New partnerships: how business can contribute to development in difficult local environments

Getting companies to contribute towards development.

This paper debates the issues around business contribution to development. It is derived from the proceedings of a conference organised by the European Office of the Konrad-Adenauer-Stiftung and IFOK GmbH.

The authors points out the 'golden rules' for multinationals in contributing to development agendas which include; localise value creation (mainly working in emerging economies), and innovate- try to find new, more sustainable solutions for a multi-stakeholder environment where success is unlikely through working alone. However, it is also argued that Small to Medium Sized Enterpirises (SME’s) contribute much more to employment than multinationals, and they contribute substantially to Gross Domestic Product (GDP) if they are managed wisely. SMEs are often under tremendous pressure and exposed to different activities of government ministries. So it is necessary to understand the role of SMEs in a national economic environment. On the whole, business can move beyond a focus on shareholder value to a focus on stakeholder value. This involves building bridges and trust, and is about understanding the strengths and limitations for each actor in such a multi-stakeholder environment.

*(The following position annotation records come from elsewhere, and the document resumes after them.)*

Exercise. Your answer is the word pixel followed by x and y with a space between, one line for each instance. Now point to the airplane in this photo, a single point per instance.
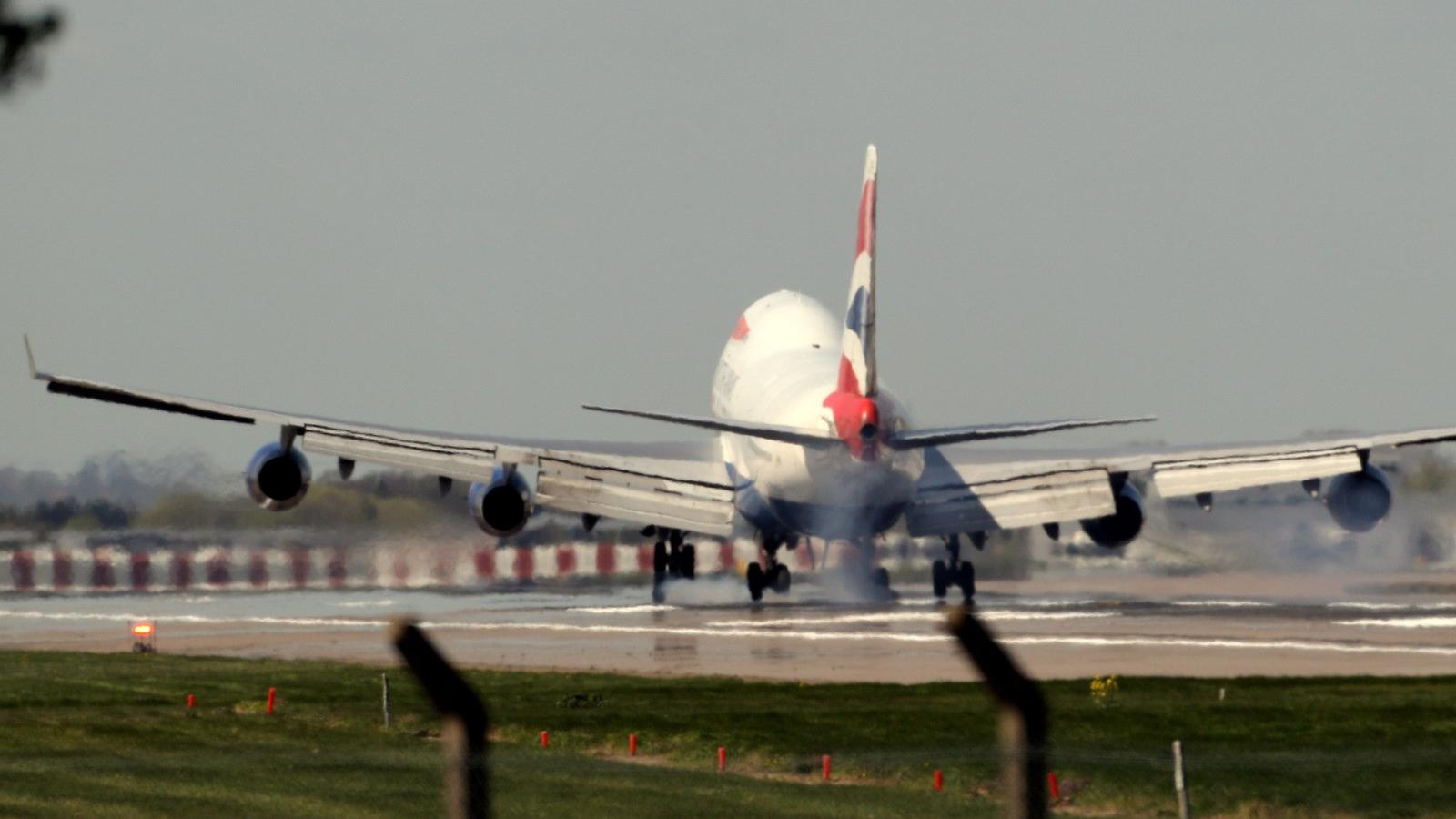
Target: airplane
pixel 807 443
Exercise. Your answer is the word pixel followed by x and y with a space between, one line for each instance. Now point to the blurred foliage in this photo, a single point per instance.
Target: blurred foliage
pixel 1429 472
pixel 67 513
pixel 328 504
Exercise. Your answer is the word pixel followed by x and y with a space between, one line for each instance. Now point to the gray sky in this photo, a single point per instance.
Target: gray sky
pixel 475 217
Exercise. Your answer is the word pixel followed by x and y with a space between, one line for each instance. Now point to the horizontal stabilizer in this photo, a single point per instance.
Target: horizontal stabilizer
pixel 914 439
pixel 769 431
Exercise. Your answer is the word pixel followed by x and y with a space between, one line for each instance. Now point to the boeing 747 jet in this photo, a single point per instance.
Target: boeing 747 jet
pixel 808 443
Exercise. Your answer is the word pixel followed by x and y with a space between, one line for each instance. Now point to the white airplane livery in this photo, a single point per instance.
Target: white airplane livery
pixel 808 445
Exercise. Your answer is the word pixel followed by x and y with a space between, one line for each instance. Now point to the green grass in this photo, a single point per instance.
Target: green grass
pixel 95 733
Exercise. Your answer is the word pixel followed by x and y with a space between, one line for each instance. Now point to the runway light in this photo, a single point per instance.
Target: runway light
pixel 143 637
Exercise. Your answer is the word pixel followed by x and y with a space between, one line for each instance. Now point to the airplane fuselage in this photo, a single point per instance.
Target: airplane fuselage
pixel 781 368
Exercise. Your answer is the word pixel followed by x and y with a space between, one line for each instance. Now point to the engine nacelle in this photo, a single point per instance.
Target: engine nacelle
pixel 277 477
pixel 1121 526
pixel 1359 500
pixel 501 504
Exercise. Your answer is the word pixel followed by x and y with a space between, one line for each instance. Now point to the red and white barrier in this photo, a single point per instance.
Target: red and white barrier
pixel 398 564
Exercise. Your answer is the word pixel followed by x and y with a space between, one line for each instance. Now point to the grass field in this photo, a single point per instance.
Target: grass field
pixel 109 734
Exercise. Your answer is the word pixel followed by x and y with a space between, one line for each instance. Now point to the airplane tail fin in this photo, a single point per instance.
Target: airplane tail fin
pixel 856 366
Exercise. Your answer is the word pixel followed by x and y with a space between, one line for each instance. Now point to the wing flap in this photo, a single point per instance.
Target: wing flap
pixel 633 496
pixel 1009 503
pixel 1230 472
pixel 437 460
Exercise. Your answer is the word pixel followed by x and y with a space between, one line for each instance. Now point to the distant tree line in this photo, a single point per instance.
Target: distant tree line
pixel 67 513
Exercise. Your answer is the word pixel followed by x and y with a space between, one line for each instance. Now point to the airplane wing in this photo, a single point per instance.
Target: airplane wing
pixel 967 489
pixel 679 486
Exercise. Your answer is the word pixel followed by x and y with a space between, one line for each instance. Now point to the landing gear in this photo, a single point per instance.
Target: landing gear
pixel 672 560
pixel 754 581
pixel 781 579
pixel 956 571
pixel 769 573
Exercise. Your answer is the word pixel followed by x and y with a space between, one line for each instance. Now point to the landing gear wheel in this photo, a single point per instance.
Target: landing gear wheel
pixel 781 579
pixel 688 561
pixel 966 579
pixel 754 581
pixel 939 581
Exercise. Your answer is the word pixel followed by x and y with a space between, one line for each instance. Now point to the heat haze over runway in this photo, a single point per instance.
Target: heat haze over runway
pixel 1213 625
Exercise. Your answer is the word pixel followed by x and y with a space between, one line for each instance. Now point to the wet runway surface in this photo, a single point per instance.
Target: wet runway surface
pixel 1216 625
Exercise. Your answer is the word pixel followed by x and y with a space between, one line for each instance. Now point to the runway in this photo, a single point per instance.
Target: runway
pixel 1210 625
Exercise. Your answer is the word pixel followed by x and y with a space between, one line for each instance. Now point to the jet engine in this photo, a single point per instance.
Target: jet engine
pixel 501 504
pixel 277 477
pixel 1359 500
pixel 1125 523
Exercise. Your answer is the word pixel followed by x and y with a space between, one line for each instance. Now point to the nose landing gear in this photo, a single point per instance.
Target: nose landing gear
pixel 672 560
pixel 957 571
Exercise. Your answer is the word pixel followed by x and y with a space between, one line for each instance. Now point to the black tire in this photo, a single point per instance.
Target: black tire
pixel 966 579
pixel 689 561
pixel 754 581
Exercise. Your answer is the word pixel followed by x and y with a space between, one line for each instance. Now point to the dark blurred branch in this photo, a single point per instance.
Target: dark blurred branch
pixel 19 38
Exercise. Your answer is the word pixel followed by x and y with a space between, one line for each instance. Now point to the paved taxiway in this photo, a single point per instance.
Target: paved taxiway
pixel 1212 625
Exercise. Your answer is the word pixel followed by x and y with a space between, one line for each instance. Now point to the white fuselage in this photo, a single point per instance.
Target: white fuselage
pixel 779 368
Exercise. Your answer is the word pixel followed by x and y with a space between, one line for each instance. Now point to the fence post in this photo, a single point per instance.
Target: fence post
pixel 1023 729
pixel 465 727
pixel 383 680
pixel 1179 783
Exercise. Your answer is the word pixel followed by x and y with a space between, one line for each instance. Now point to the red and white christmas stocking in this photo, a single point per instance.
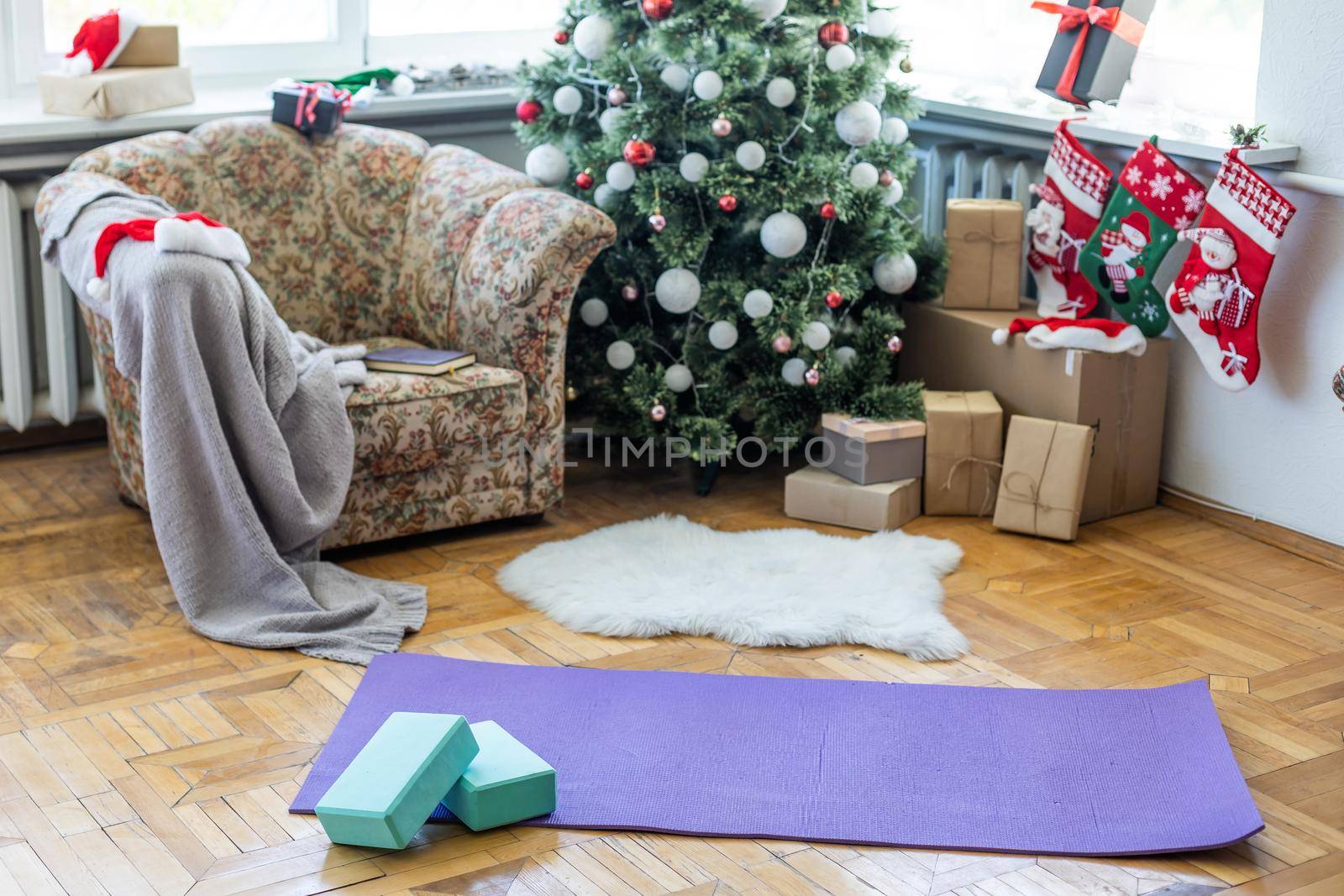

Three key recommendations from the World Business Council for Sustainable Development (WBCSD), for businesses working on sustainable development are highlighted:

  • work on awareness-raising and common understanding. WBCSD has done this by developing long term scenarios for water (to 2025) and energy and climate (to 2050).
  • it is necessary to measure the impact of sustainable development initiatives in a transparent way so further improvements can be made
  • it is necessary to work with others. This is not an easy task, because it is often a complete change in the way a company is managed. It may be easier for multinationals compared to small and medium-sized businesses, which often lack the capabilities to address these topics.